Just in time for the Sinulog Festival celebration held every third Sunday of the year, an eminent figure of the Holy Child – around 30 feet tall – is placed on the chapel roof, watching over devotees and looking out over the Mactan Channel and the Cebu-Cordova Link Expressway (CCLEX).
The Santo Niño statue stands on top of the open-air Santo Niño Chapel, which is still under construction. The chapel is part of the Santo Niño Park development replacing the Señor Citizens Park.
The project is part of the soon-to-rise Modernized Carbon Market by Megawide Corporation through a Public-Private Partnership (PPP) agreement with the City Government of Cebu.
The chapel and park are expected to be completed by the first quarter of 2022.
The Sinulog Festival is a celebration in honor of Santo Niño (Child Jesus). The festival is done by a dance ritual, in which it tells the story of the Filipino people The word “Sinulog” means a graceful dance– a rhythmic and beautiful forward and backward motion that represents the “sulog” (or current).
The Sinulog Festival has been going around for almost four centuries now. Its rich history dates back to old and truly reflects the humble beginnings of Cebu and the birth and growth of Christianity in Cebu and the Philippines.

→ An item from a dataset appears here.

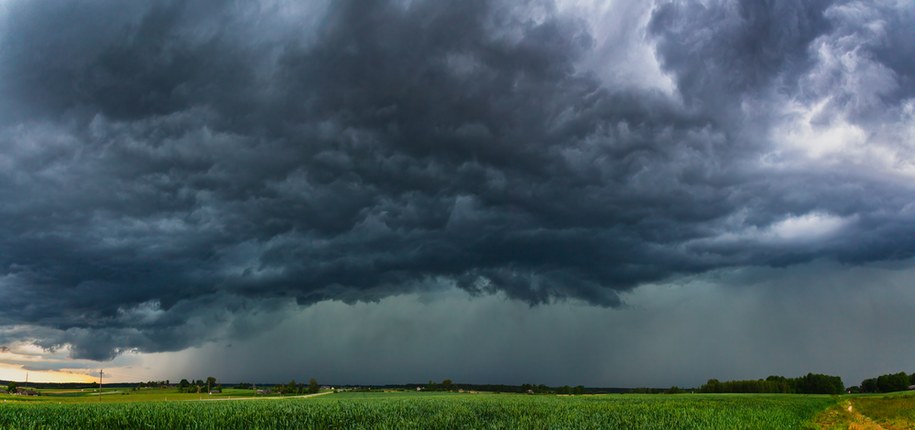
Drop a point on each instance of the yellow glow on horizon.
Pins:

HISTORY OF SINULOG IN CEBU
Historical accounts say that before Portuguese navigator Ferdinand Magellan came to Cebu on April 7, 1521 to plant the cross on its shore and claim the country for the King of Spain, Sinulog was already danced by the natives in honor of their wooden idols and anitos. Then Magellan came and introduced Christianity. He gave the Santo Nino (image of the Child Jesus) as baptismal gift to Hara Amihan, wife of Cebu’s Rajah Humabon who was later named Queen Juana. At that time, not only the rulers were baptized but also about 800 of their subjects. Unfortunately, however, shortly after the conversion, Magellan went into a reckless adventure by fighting the reigning ruler of Mactan, Rajah Lapulapu, with only a handful of men. He died in the encounter. That was on April 27, 1521.
The remnants of Magellan’s men were however able to return to Spain to report the incident and the possibility of conquest. It took 44 years before a new group came and started the formal Christianization of the islands. Miguel Lopez de Legaspi arrived in Cebu on April 28, 1565. His ships bombarded the village and in one of the burning huts, one of his soldiers named Juan Camus found inside a wooden box the image of the Santo Nino lying side by side with native idols.

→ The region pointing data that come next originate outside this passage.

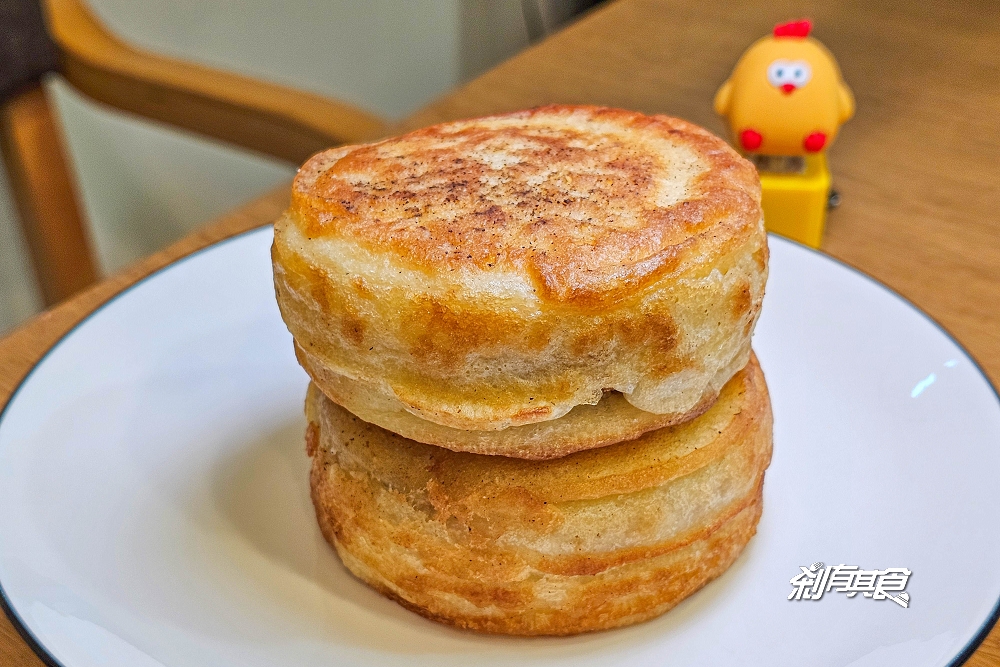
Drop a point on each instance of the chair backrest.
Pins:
(271, 119)
(36, 164)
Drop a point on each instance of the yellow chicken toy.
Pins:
(784, 103)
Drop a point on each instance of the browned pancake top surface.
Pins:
(582, 201)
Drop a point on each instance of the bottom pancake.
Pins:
(594, 540)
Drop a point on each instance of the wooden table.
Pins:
(918, 168)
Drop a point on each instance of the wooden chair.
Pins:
(65, 37)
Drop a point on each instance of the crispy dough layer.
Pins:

Historians now say that during the 44 years between the coming of Magellan and Legaspi, the natives continued to dance the Sinulog. This time however, they danced it no longer to worship their native idols but a sign of reverence to the Santo Nino which is now enshrined at the San Agustin Church ( renamed Basilica Minore del Santo Nino). Of course, through the years since 1521, the dance was a small ritual danced by a few in front of wooden idols or before the Santo Nino. In fact, at the Santo Nino Church where the image is consecrated, only the candle vendors could be seen dancing the Sinulog and making offerings. During the Santo Nino fiesta which falls on the third Sunday of January, children dressed moro-moro costumes also dance the Sinulog. This was really no big event for Cebu City.
The Sinulog Festival reflects how rich the history of Cebu is, how lively and kind its people are and how blessed in many aspects it is. The festivity became a way of sharing the Cebuano culture to the world.